Eingebetteter MedieninhaltKristīne Opolais war - wie bereits in Baden-Baden - für die Titelrolle engagiert. Die Floria gibt sie mittlerweile in der ganzen Welt; 2006 hatte sie hiermit an der Staatsoper Unter den Linden ihr Berlin-Debüt. Jetzt also bei und mit den Philharmonikern: Sie ist dann mehr der Typ der kühlen Blonden, eine Art von Marilyn mit oder mit nicht ganz so viel Belcanto - rein vom Schauspiel her ist das für ihre Rolle dieser Manisch-Eifersüchtigen fast schon perfekt, also der schauspielernde Glaubwürdigkeitsanspruch tut obsiegen, unbedingt.

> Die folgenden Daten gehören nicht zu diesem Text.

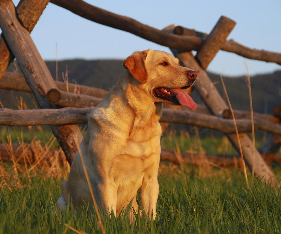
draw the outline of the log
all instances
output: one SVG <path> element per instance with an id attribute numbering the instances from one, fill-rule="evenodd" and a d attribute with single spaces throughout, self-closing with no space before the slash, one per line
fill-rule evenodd
<path id="1" fill-rule="evenodd" d="M 103 97 L 108 92 L 106 90 L 94 87 L 54 81 L 58 89 L 62 91 L 78 93 L 97 97 Z M 32 93 L 26 83 L 24 76 L 22 74 L 6 72 L 0 78 L 0 89 Z"/>
<path id="2" fill-rule="evenodd" d="M 191 35 L 189 32 L 191 30 L 182 27 L 177 26 L 175 28 L 182 29 L 174 30 L 174 33 L 182 36 Z M 206 37 L 208 35 L 206 33 L 201 32 L 196 32 L 196 36 L 201 37 L 202 39 Z M 280 64 L 280 55 L 279 53 L 267 51 L 263 50 L 252 49 L 238 43 L 232 39 L 226 41 L 220 48 L 222 50 L 236 54 L 238 55 L 251 59 L 271 62 Z"/>
<path id="3" fill-rule="evenodd" d="M 170 30 L 172 27 L 170 27 Z M 173 28 L 172 29 L 173 30 Z M 176 50 L 172 49 L 184 66 L 196 71 L 198 74 L 195 89 L 213 114 L 221 116 L 223 111 L 228 107 L 220 95 L 206 71 L 199 66 L 191 52 L 178 53 Z M 236 134 L 228 134 L 228 139 L 238 152 L 239 142 Z M 259 152 L 254 147 L 251 141 L 246 133 L 240 133 L 241 146 L 244 157 L 251 170 L 255 168 L 255 172 L 263 180 L 271 183 L 275 180 L 275 176 L 267 165 Z M 254 157 L 253 155 L 255 155 Z"/>
<path id="4" fill-rule="evenodd" d="M 28 6 L 28 11 L 34 7 Z M 47 101 L 44 96 L 49 90 L 57 88 L 29 32 L 19 21 L 11 0 L 0 1 L 0 27 L 40 107 L 55 107 Z M 74 125 L 51 127 L 71 163 L 77 151 L 77 145 L 83 139 L 79 128 Z"/>
<path id="5" fill-rule="evenodd" d="M 223 111 L 228 107 L 214 86 L 213 85 L 205 71 L 199 66 L 190 53 L 181 53 L 179 54 L 178 57 L 184 66 L 198 73 L 198 78 L 196 81 L 196 90 L 213 113 L 221 116 Z M 236 134 L 227 135 L 236 149 L 239 150 L 239 143 Z M 275 179 L 271 169 L 266 164 L 259 152 L 253 147 L 252 141 L 247 135 L 245 133 L 240 133 L 239 137 L 244 157 L 249 167 L 251 170 L 254 167 L 256 174 L 267 183 L 271 183 L 272 179 L 275 180 Z M 253 155 L 256 155 L 255 159 L 253 158 Z"/>
<path id="6" fill-rule="evenodd" d="M 58 88 L 59 90 L 64 91 L 67 91 L 66 85 L 65 83 L 55 80 L 54 82 Z M 82 94 L 97 97 L 103 98 L 108 92 L 107 91 L 104 90 L 93 87 L 70 83 L 68 84 L 68 91 L 70 92 L 73 93 L 75 90 L 76 90 L 78 89 L 80 90 L 80 93 Z M 21 74 L 12 72 L 6 72 L 0 78 L 0 89 L 32 92 L 31 89 L 26 83 L 24 76 Z M 80 95 L 80 98 L 83 99 L 81 97 L 83 96 Z M 164 105 L 165 108 L 177 110 L 190 110 L 190 109 L 187 107 L 185 108 L 182 106 L 175 106 L 167 104 L 165 105 L 165 104 Z M 66 106 L 73 106 L 66 105 Z M 79 106 L 77 107 L 82 107 Z M 207 107 L 205 106 L 202 105 L 198 105 L 197 108 L 192 111 L 203 114 L 209 115 L 211 114 Z M 251 118 L 251 112 L 249 111 L 240 111 L 238 110 L 234 110 L 234 111 L 235 119 L 250 119 Z M 273 116 L 254 112 L 253 114 L 254 118 L 255 119 L 257 118 L 261 119 L 267 121 L 275 123 L 280 122 L 279 118 Z M 232 118 L 231 112 L 228 109 L 224 110 L 223 112 L 223 118 Z"/>
<path id="7" fill-rule="evenodd" d="M 50 0 L 21 1 L 16 8 L 19 19 L 30 33 L 33 29 Z M 3 35 L 0 35 L 0 78 L 15 56 L 6 45 Z"/>
<path id="8" fill-rule="evenodd" d="M 195 29 L 190 29 L 181 26 L 177 26 L 174 29 L 174 33 L 177 35 L 184 36 L 193 36 L 202 38 L 205 38 L 208 34 L 201 32 L 196 31 Z"/>
<path id="9" fill-rule="evenodd" d="M 195 59 L 204 70 L 207 69 L 220 51 L 236 23 L 225 16 L 221 16 L 212 31 L 203 41 L 196 54 Z"/>
<path id="10" fill-rule="evenodd" d="M 187 51 L 197 51 L 202 43 L 202 39 L 199 37 L 169 34 L 129 17 L 94 6 L 82 0 L 51 0 L 50 1 L 87 19 L 127 32 L 162 45 Z M 281 65 L 281 54 L 251 49 L 233 40 L 226 42 L 221 49 L 249 58 Z"/>
<path id="11" fill-rule="evenodd" d="M 46 94 L 47 100 L 50 103 L 61 106 L 87 107 L 95 106 L 102 99 L 88 95 L 68 93 L 56 89 L 51 89 Z"/>
<path id="12" fill-rule="evenodd" d="M 34 125 L 62 125 L 87 123 L 87 115 L 94 107 L 86 108 L 64 107 L 61 109 L 38 110 L 11 110 L 0 109 L 0 124 L 8 126 L 29 126 Z M 30 118 L 32 116 L 32 118 Z M 235 132 L 232 120 L 224 119 L 215 116 L 202 114 L 189 111 L 164 108 L 160 121 L 162 122 L 189 124 L 214 129 L 225 133 Z M 281 135 L 281 126 L 265 125 L 255 122 L 255 127 L 275 134 Z M 252 130 L 250 120 L 236 121 L 239 132 Z M 266 128 L 267 127 L 268 128 Z"/>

Nur stimmlich halt, nun ja, wünschte man sich für die Partie vielleicht ein Phönchen Feuer mehr.

Ja und Evgeny Nikitin [aus der "Verbannung", wohin ihn die beiden Wagner-Schwestern wegen seines zufälliger Weise via ZDF entdeckten Hakenkreuz-Tattoos aus jugendlichen Havel-Metal-Zeiten kurz vor seiner Holländer-Premiere ihrer Zeit vom Grünen Hügel wegempfahlen, in die Opern-Zivilisation quasi zurückgekehrt] gab den faschistoiden Blockwart-Baron Scarpia: Nur leider ist er mit der Rolle stimmlich völlig überfordert. Nikitin ist weder Bass, auch nicht Bassbariton; er klingt naturbedingt einfach zu leise für den Part und kann sich so (natürlich) nicht übers Orchester, welches, so wie meist bei Opernaufführungen unter Rattle, laut und rauschig musiziert, erheben.

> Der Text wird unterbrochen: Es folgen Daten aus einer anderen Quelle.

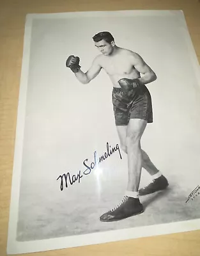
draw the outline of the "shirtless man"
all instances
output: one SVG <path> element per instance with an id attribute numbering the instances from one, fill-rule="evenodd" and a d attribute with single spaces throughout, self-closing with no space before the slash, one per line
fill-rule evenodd
<path id="1" fill-rule="evenodd" d="M 168 186 L 166 178 L 141 148 L 141 138 L 146 124 L 153 122 L 151 95 L 145 84 L 155 81 L 157 76 L 139 54 L 118 47 L 109 32 L 98 33 L 93 39 L 101 54 L 95 58 L 91 68 L 84 73 L 79 66 L 79 58 L 74 56 L 68 57 L 66 66 L 82 84 L 89 83 L 104 68 L 113 84 L 116 125 L 121 148 L 128 156 L 128 181 L 123 200 L 100 218 L 102 221 L 114 221 L 142 213 L 143 207 L 139 196 Z M 139 190 L 142 167 L 153 180 Z"/>

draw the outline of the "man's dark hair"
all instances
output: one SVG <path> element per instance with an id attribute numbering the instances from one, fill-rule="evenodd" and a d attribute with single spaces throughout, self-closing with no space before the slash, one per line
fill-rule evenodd
<path id="1" fill-rule="evenodd" d="M 93 37 L 94 42 L 99 42 L 102 40 L 105 40 L 107 43 L 111 44 L 112 41 L 114 41 L 114 39 L 110 32 L 103 31 L 100 32 L 98 34 L 96 34 Z"/>

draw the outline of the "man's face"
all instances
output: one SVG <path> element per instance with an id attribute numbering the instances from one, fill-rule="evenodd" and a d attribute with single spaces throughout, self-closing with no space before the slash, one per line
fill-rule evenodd
<path id="1" fill-rule="evenodd" d="M 111 54 L 113 51 L 114 45 L 114 44 L 113 42 L 109 44 L 104 39 L 99 42 L 95 42 L 95 46 L 104 55 Z"/>

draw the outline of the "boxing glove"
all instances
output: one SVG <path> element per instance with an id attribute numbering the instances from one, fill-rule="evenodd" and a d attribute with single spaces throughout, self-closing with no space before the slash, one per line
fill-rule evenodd
<path id="1" fill-rule="evenodd" d="M 79 57 L 71 55 L 66 61 L 66 67 L 70 68 L 73 73 L 76 73 L 79 71 L 81 68 L 79 62 L 80 59 Z"/>
<path id="2" fill-rule="evenodd" d="M 121 78 L 118 81 L 118 83 L 121 88 L 125 91 L 136 88 L 137 87 L 142 84 L 142 83 L 137 79 L 129 79 L 128 78 Z"/>

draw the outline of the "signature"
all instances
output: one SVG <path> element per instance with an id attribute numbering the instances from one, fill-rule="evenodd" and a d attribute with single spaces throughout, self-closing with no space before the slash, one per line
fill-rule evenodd
<path id="1" fill-rule="evenodd" d="M 193 201 L 194 199 L 195 198 L 195 196 L 197 196 L 198 195 L 200 195 L 200 193 L 198 192 L 198 190 L 200 189 L 200 186 L 198 185 L 191 193 L 188 196 L 187 200 L 185 202 L 187 203 L 188 202 L 190 199 Z"/>
<path id="2" fill-rule="evenodd" d="M 112 154 L 114 154 L 116 152 L 118 152 L 119 156 L 120 159 L 122 159 L 119 145 L 116 144 L 114 147 L 111 148 L 111 146 L 107 142 L 106 143 L 106 151 L 100 157 L 97 157 L 97 152 L 96 151 L 95 151 L 93 154 L 94 160 L 93 161 L 88 163 L 88 158 L 83 161 L 82 164 L 85 168 L 86 168 L 84 171 L 79 170 L 76 175 L 73 174 L 72 176 L 69 172 L 66 173 L 63 173 L 63 175 L 59 175 L 56 180 L 60 179 L 61 191 L 62 191 L 63 190 L 65 186 L 65 188 L 68 188 L 68 185 L 73 185 L 76 182 L 80 183 L 81 179 L 82 179 L 84 175 L 88 175 L 93 170 L 96 168 L 99 163 L 105 161 L 108 157 L 112 156 Z"/>

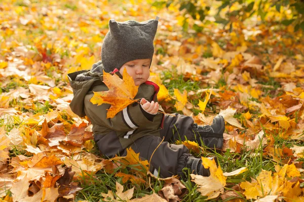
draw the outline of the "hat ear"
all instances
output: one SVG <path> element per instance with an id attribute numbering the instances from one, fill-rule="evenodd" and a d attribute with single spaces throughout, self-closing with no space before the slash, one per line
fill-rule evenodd
<path id="1" fill-rule="evenodd" d="M 114 19 L 110 19 L 109 21 L 109 27 L 111 35 L 114 37 L 118 36 L 120 35 L 119 26 L 117 22 Z"/>
<path id="2" fill-rule="evenodd" d="M 157 20 L 158 20 L 158 19 L 157 19 Z M 146 25 L 140 27 L 140 29 L 141 29 L 143 32 L 150 36 L 152 40 L 154 39 L 156 31 L 157 31 L 157 26 L 158 24 L 158 21 L 156 19 L 153 20 L 151 23 L 147 23 Z"/>

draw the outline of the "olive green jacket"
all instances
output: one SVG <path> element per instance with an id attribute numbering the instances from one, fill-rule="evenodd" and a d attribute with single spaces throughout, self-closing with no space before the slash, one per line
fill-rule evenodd
<path id="1" fill-rule="evenodd" d="M 80 117 L 87 116 L 89 118 L 93 124 L 94 136 L 101 136 L 95 138 L 95 141 L 102 138 L 103 144 L 98 145 L 101 153 L 117 154 L 117 151 L 108 149 L 115 148 L 114 150 L 121 150 L 136 139 L 146 135 L 160 136 L 164 116 L 159 112 L 156 115 L 152 115 L 145 112 L 141 105 L 134 103 L 119 112 L 113 118 L 107 119 L 107 110 L 110 105 L 103 104 L 98 106 L 91 103 L 93 92 L 108 90 L 102 82 L 102 64 L 100 62 L 95 64 L 95 67 L 93 66 L 91 71 L 83 70 L 68 74 L 74 94 L 70 104 L 71 109 Z M 122 78 L 117 70 L 111 73 L 117 74 Z M 80 79 L 80 77 L 82 78 Z M 157 102 L 159 90 L 157 85 L 147 81 L 139 86 L 134 99 L 144 98 L 149 102 Z M 160 106 L 159 110 L 163 111 Z M 116 145 L 120 143 L 120 145 Z"/>

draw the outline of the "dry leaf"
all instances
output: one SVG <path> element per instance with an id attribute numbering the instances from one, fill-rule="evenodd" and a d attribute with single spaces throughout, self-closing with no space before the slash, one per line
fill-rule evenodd
<path id="1" fill-rule="evenodd" d="M 107 118 L 114 117 L 119 112 L 135 102 L 133 98 L 137 93 L 138 86 L 135 86 L 133 78 L 127 73 L 126 69 L 124 70 L 122 80 L 116 74 L 112 76 L 103 72 L 103 82 L 109 90 L 94 92 L 90 101 L 98 106 L 104 103 L 110 104 Z"/>
<path id="2" fill-rule="evenodd" d="M 159 191 L 159 194 L 168 201 L 179 201 L 187 192 L 187 188 L 180 181 L 176 178 L 165 180 L 164 188 Z"/>
<path id="3" fill-rule="evenodd" d="M 132 202 L 167 202 L 167 200 L 162 198 L 155 193 L 151 195 L 146 195 L 142 198 L 134 198 L 130 200 Z"/>
<path id="4" fill-rule="evenodd" d="M 237 127 L 239 128 L 242 129 L 243 127 L 241 124 L 238 121 L 237 119 L 234 118 L 233 115 L 237 111 L 237 110 L 234 110 L 229 107 L 224 110 L 220 110 L 220 112 L 218 114 L 219 115 L 222 116 L 225 119 L 225 121 L 229 123 L 233 126 Z"/>
<path id="5" fill-rule="evenodd" d="M 224 172 L 223 173 L 223 175 L 225 177 L 232 176 L 234 175 L 237 175 L 239 174 L 244 173 L 244 172 L 246 171 L 247 170 L 247 169 L 246 167 L 243 167 L 243 168 L 241 168 L 238 170 L 236 170 L 234 171 L 231 172 L 230 173 Z"/>
<path id="6" fill-rule="evenodd" d="M 202 161 L 204 167 L 209 169 L 210 175 L 204 177 L 192 174 L 192 181 L 199 185 L 197 190 L 202 195 L 208 196 L 208 199 L 216 198 L 220 193 L 223 193 L 226 177 L 223 175 L 220 167 L 217 167 L 214 159 L 210 160 L 202 157 Z"/>
<path id="7" fill-rule="evenodd" d="M 177 102 L 174 107 L 176 111 L 181 111 L 187 104 L 187 91 L 184 90 L 182 94 L 178 89 L 174 89 L 174 95 L 176 97 Z"/>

Allein Stefano La Colla brauchte sich den Vorwurf einer etwaigen Fehlbesetzung nicht gefallenlassen. Nur bei ihm war demnach dieses hörerische Augen-zu-und-Hochergriffensein-mit-Tränen-in-den-Augen möglich.

Absoluter Hype der konzertanten Aufführung - außer den beiden anwesenden Chören - war Giuseppe Mantello (als Hirte); sein Sopran erzeugte Gänsehaut!!!

* * *

Und, liebe Philharmoniker, wie ist es eigentlich mit dem etwaigen Erfüllungsstand hinsichtlich unserer am 1. 4. erfolgten Offenen Beschwerde wegen der verrosteten Philharmonie-Bänke im Garten hinterm Hans-Scharoun-Bau bestellt?

Zur Bekräftigung des Tatbestandes - und damit es alle Leser nochmal sehen können, worum es uns geht - der aktuelle Anblick [s. Foto oben]; datiert v. 22. April 2017, ca. 18:45 Uhr.

[Erstveröffentlicht auf KULTURA-EXTRA am 23.04.2017.]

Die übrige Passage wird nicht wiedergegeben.